To better meet the needs of the Warfighter, the process has evolved into a one-stop-shop concept intended to foster open communication, improve collaboration and eliminate redundancies in the Stryker retrograde process.
"We realized that we -- the 401st AFSB, 3rd Sustainment Brigade, and PM Stryker -- were all executing the same mission but at separate locations," said Berry. Now we have all the transportation experts, the pack, wrap and ship experts, and the PM Stryker team in one single location, which enables us to learn from each other and provide better support to the Warfighter," Berry said.

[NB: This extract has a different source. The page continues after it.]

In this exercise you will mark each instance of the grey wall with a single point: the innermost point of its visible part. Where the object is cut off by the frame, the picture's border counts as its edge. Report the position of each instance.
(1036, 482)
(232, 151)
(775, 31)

"The 401st AFSB, Military Surface Deployment and Distribution Command, 3rd Sustainment Brigade, PM Stryker and the Air Force has always had a weekly meeting to discuss our operations, but now we've taken that working group where we discussed issues and coordinated operations to the next level to ensure that we are all physically working together in the same location," Berry elaborated.
After a unit turns in its Stryker fleet and is relieved of accountability, 401st AFSB personnel conduct an ammunition abatement check, remove government furnished equipment and basic issue items, wash the outside of the vehicle on high pressure wash racks, and address any issues with the hydraulic systems -- all of which takes approximately 24 hours.

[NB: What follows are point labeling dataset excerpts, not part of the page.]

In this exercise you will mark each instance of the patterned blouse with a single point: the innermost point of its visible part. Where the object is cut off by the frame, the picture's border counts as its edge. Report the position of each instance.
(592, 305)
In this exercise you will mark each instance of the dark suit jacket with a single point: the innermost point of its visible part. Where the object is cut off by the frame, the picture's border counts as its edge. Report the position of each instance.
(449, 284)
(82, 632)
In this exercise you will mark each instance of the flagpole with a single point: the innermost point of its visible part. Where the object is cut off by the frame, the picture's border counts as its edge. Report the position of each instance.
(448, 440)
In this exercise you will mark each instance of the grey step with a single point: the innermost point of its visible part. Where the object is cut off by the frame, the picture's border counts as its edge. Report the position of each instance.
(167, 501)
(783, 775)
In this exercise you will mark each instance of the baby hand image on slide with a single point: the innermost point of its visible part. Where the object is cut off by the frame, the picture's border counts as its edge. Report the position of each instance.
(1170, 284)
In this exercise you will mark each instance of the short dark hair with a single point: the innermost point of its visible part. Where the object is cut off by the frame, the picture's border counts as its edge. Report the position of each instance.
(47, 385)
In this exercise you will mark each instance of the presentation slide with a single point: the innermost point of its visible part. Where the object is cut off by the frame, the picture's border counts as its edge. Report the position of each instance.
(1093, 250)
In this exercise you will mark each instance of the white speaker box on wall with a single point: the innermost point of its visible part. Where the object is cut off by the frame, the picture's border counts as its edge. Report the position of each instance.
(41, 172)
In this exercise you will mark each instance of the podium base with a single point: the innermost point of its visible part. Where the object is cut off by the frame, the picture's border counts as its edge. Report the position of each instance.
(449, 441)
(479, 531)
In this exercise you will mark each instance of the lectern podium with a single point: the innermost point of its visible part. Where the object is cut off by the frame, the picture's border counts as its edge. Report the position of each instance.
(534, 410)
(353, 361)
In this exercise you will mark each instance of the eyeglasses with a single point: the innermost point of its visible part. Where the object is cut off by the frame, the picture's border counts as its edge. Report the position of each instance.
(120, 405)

"After the 401st finishes the first half of the process, the vehicle is transferred to us, and the interior is washed for 24-36 hours in order to pass customs clearance," said Stewart Nickless, the PM Stryker contracting officer representative in Kandahar. "Then, we reassemble the interior of the vehicle and make sure it's functional because we have to be able to drive the vehicles into the C-17 aircraft to be transported CONUS," Nickless added.
Once the vehicle is staged for shipment, Roy Miller, AFSBn-Kandahar, 401st AFSB traffic management specialist, oversees the process of coordinating with PM Stryker and the Air Force to arrange transportation.
"PM Stryker personnel physically move the vehicle, but we coordinate the transportation. We complete the Transportation Control and Movement Document, get the equipment validated with Unit Line Numbers, and then we give all the information to PM Stryker so the vehicle is ready to be loaded when the aircraft comes," Miller said. "Due to our good relationship with PM Stryker, not only are we getting the mission done, but we are alleviating the strain and minimizing the time it takes for the Warfighter to turn in their equipment," he added.
Berry believes that the improved process saves the Army manpower and money, cuts down on operational lead time, and provides America's Warfighters with the decisive edge.
"It's easy to get so focused on your mission and potentially lose perspective of the big picture, which can hinder the overall mission," he said. "The logistics mission is to support the Warfighter, not to hinder them in any way -- not to disable them from executing their mission because the process of turning in their equipment is tedious and cumbersome. It's our responsibility to provide superior logistical support to the Warfighter so our Soldiers can continue the fight," Berry concluded.